AGRUPAMENTO DE ESCOLAS DE ESCARIZ
Alunos
148 no pré-escolar
222 no 1.º ciclo
114 no 2.º ciclo
171 no 3.º ciclo
115 no ensino secundário
TOTAL: 770
O Agrupamento de Escolas de Escariz abre oficialmente as portas para mais um ano lectivo, marcado pela continuidade das ofertas educativas, crescimento do número de alunos e uma comunidade escolar cada vez mais dinâmica.
«Mantendo a tradição de excelência», diz um representante, o Agrupamento continua a disponibilizar educação pré-escolar, ensino básico, ensino secundário e ensino articulado de música, em parceria com a Academia de Música de Arouca. Este protocolo tem vindo a ganhar expressão e, no presente ano, conta com seis turmas, duas delas (de 5.º e de 6.º anos) com a oferta do ensino especializado de música, mas também de teatro. Estes cursos juntam-se às ofertas do Ensino Secundário – Ciências e Tecnologias, Ciências Socioeconómicas e Línguas e Humanidades – que se mantêm activas desde 2012.
O número de alunos do Agrupamento tem vindo a crescer progressivamente ao longo dos últimos anos. Neste ano lectivo, o número total de turmas é 44, correspondendo a 770 alunos, distribuídos pelos diferentes níveis.
Para dar resposta a esta comunidade educativa em expansão, o Agrupamento conta com 96 docentes, distribuídos por 23 grupos disciplinares, e 46 assistentes — entre técnicos (7) e operacionais (39). A equipa de técnicos superiores integra duas psicólogas (uma a tempo inteiro e outra a meio tempo), dois terapeutas da fala, um técnico de informática e um terapeuta ocupacional em fase de contratação.

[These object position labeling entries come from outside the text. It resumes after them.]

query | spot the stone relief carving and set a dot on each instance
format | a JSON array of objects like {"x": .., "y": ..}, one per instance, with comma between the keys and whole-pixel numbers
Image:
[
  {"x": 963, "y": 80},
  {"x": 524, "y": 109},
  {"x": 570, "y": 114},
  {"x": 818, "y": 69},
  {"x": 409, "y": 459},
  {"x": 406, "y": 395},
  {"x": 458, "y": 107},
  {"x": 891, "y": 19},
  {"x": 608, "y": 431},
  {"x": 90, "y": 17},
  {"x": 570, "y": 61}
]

O Agrupamento de Escolas de Escariz continua também a destacar-se pelo trabalho desenvolvido na área do Ensino Estruturado de Autismo, com valências que têm vindo a afirmar-se na história do Agrupamento.
A Direcção sublinha que o sucesso do ano lectivo dependerá do empenho conjunto de professores, técnicos superiores, assistentes técnicos, assistentes operacionais, encarregados de educação, parceiros e, naturalmente, dos alunos, que encontram na escola um espaço de aprendizagem, crescimento e realização pessoal.
«Sejam bem-vindos a mais um ano cheio de desafios, aprendizagens e conquistas», reforça o Agrupamento, que se prepara para acompanhar de perto cada criança e jovem neste percurso educativo, acreditando que a escola é essencial para desenvolver a capacidade de questionar, de criar e de pensar por si.